The bill (S-1464) would require state licensed health care facilities including hospitals, nursing homes and home health care agencies to establish and implement an annual influenza vaccination program. Each facility would be required to provide either on- or off-site flu vaccination for its health care workers, unless an employee provides documentation of current flu vaccination or signs a written statement declining a vaccination. The facilities would be required to maintain records of influenza vaccinations for each of its health care workers.
Health care facilities would additionally be required to provide an educational component to the program that informs their employees of the benefits of flu vaccines, non-vaccine flu control measures, and the symptoms, transmission and potential impact of the flu. The legislation requires health care facilities to conduct an annual review of the program with the goal of improving the rate of influenza vaccination among their health care workers. A health care facility would be able to suspend its annual offering of influenza vaccines if there is determined to be a shortage of available vaccines by the Commissioner of Health and Senior Services.
“Hospitals and doctors offices are seeing record numbers of patients with the flu this season and it is our health care workers who are on the front lines treating and protecting these individuals.

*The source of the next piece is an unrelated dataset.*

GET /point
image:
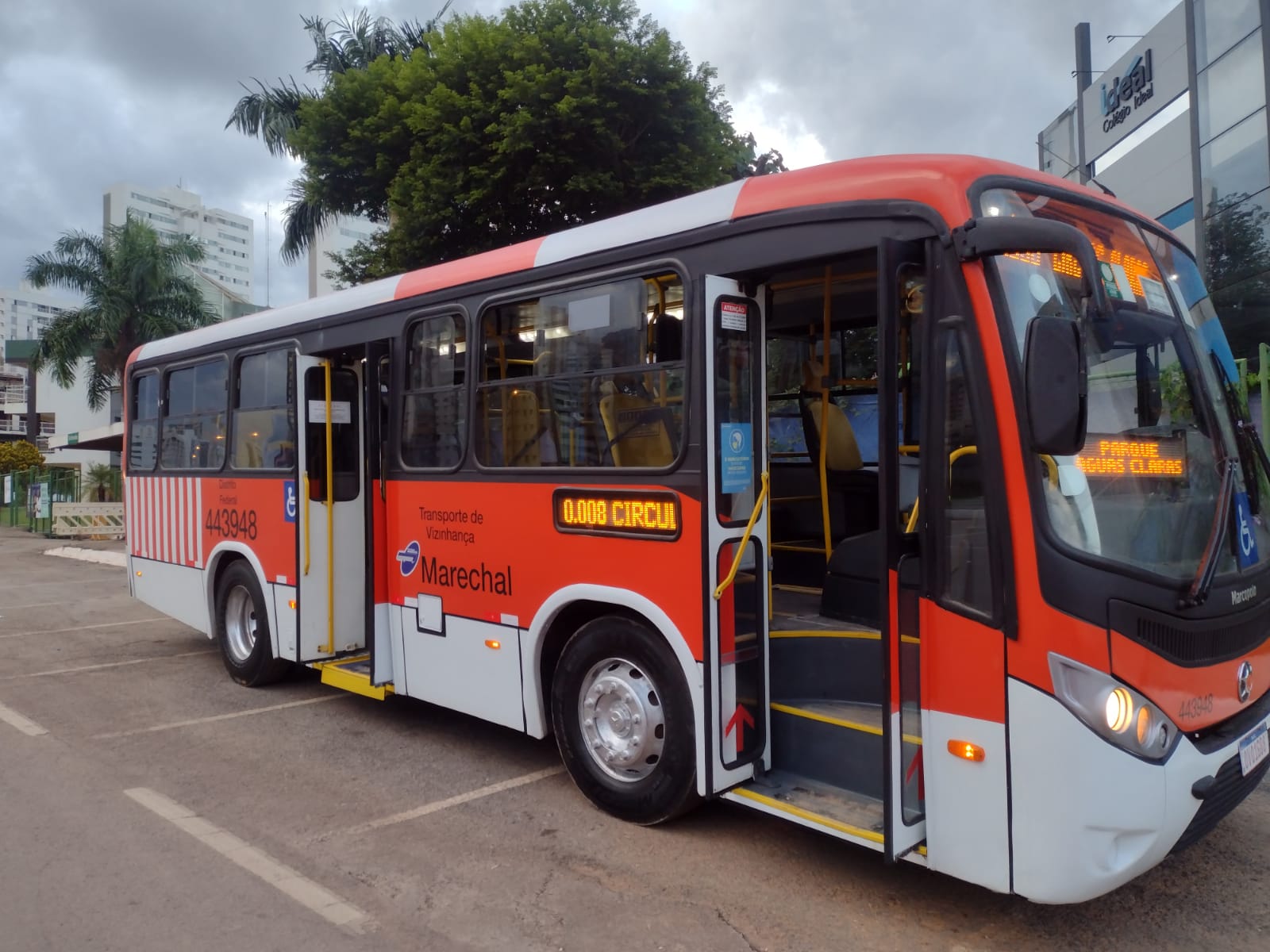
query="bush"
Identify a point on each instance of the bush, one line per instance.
(21, 455)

Unfortunately, these doctors, nurses and other workers are also highly susceptible to being infected with the illness, particularly if they have not been immunized,” said Senator Vitale. “As these facilities are seeing increased patient loads, the last thing that they need is to see absenteeism spike and worker shortages because their staff is home sick.”
Numerous cases involving a lack of influenza-vaccinated health care workers are well documented and have resulted in the introduction and spread of the flu into health care facilities. In one such case, occurring during the 1991-92 flu season, a New York nursing home had a severe influenza outbreak with 65 of their residents infected, resulting in 34 cases of influenza-related pneumonia, 19 hospitalized residents and ultimately two deaths. Only 10 percent of the nursing home’s health care staff had received an influenza vaccination.
According to the Centers for Disease Control and Prevention (CDC), only 66.9 percent of health care workers received an influenza vaccine during the 2011-2012 flu season. Senator Vitale notes that given health care workers’ close contact with patients with weakened immunities and the ease of access to which they could receive an influenza vaccine, these numbers should be substantially higher.
The bill now heads to the full Senate for consideration.